Das Team war neugierig, ob dieses Gen für die Asymmetrie anderer Organismen wichtig sein könnte, behandelte die Entwicklung von Froschembryonen mit demselben Anti-Formin-Medikament und erzielte ähnliche Ergebnisse - einige Frösche ließen ihr Herz auf der "falschen" Seite ihres Körpers wachsen. Dies deutet darauf hin, dass die Asymmetrie, die in vielen weiteren Spezies lauert, zumindest teilweise auch durch das Formin-Protein kontrolliert werden kann.
Diese Studie deckt mehr als ein Jahrhundert voller Intrigen rund um die Schneckenhäuser ab.
Der Pathologe Arthur Edwin Boycott und sein Freund, der Amateur-Naturforscher Captain C. Diver, veröffentlichten 1923 die Entdeckung einer genetischen Kontrolle für das Verdrehen von Schneckenschalen, die auf der Zucht von Schnecken in Gläsern basiert. Im Gegensatz zu den vererbten Genen für die Augenfarbe des Menschen enthält eine Schnecke, die sich nach rechts kräuselt, jedoch nicht unbedingt ein Formin-Gen, das sich nach rechts kräuselt.
Danach dauerte es fast 60 Jahre, bis Wissenschaftler herausgefunden hatten, wie dies funktioniert. Es stellt sich heraus, dass die Wellung der Schnecke durch eine Substanz kontrolliert wird, die die Schneckenmutter - ein häufig benutzter Begriff, da Schnecken Hermaphroditen sind - im Innern des Eies oder im Zytoplasma enthält. Diese Substanz veränderte das sich entwickelnde Baby und beeinflusste seine Richtung der Wellung.

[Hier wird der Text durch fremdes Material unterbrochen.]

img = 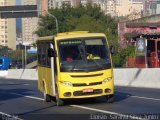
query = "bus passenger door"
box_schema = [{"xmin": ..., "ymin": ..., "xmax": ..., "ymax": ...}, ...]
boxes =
[{"xmin": 48, "ymin": 43, "xmax": 56, "ymax": 96}]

"Das war vor 34 Jahren", sagt der an der Studie nicht beteiligte Biologe Richard Palmer.
Betreten Sie Davison und seine Kollegen. Mit modernen Labortechniken identifizierte das Team nicht nur das Gen, sondern stellte auch fest, dass winzige subzelluläre Asymmetrien erkannt werden können, wenn der Embryo nur zwei Zellen groß ist. Die Ergebnisse deuten darauf hin, dass es ein universelles System gibt, das die Asymmetrie auf Makroebene steuert, sagt Palmer.
Nachdem er von der Entdeckung erfahren hatte, fasste seine Antwort mit einem Wort die lange Suche zusammen: „Endlich.“
Der Fall ist jedoch noch nicht vollständig abgeschlossen. Die Kontrolle des Gens über das Aufwickeln gilt nicht für alle Landschnecken, und es stellt sich die drängende Frage, warum Schnecken im Gegensatz zu Menschen nicht alle die gleiche asymmetrische Präferenz aufweisen und sich gleichmäßig in dieselbe Richtung kräuseln, sagt Palmer.
Formin ist wahrscheinlich nur eines in einer Reihe von Genen, die die Symmetrie zwischen Tieren steuern, sagt Davison. Aber jetzt, wo sie endlich dieses Gen im Visier haben, hofft das Team, dass diese kleinen Locken ihnen helfen werden, herauszufinden, warum wir alle ein wenig aus dem Gleichgewicht geraten.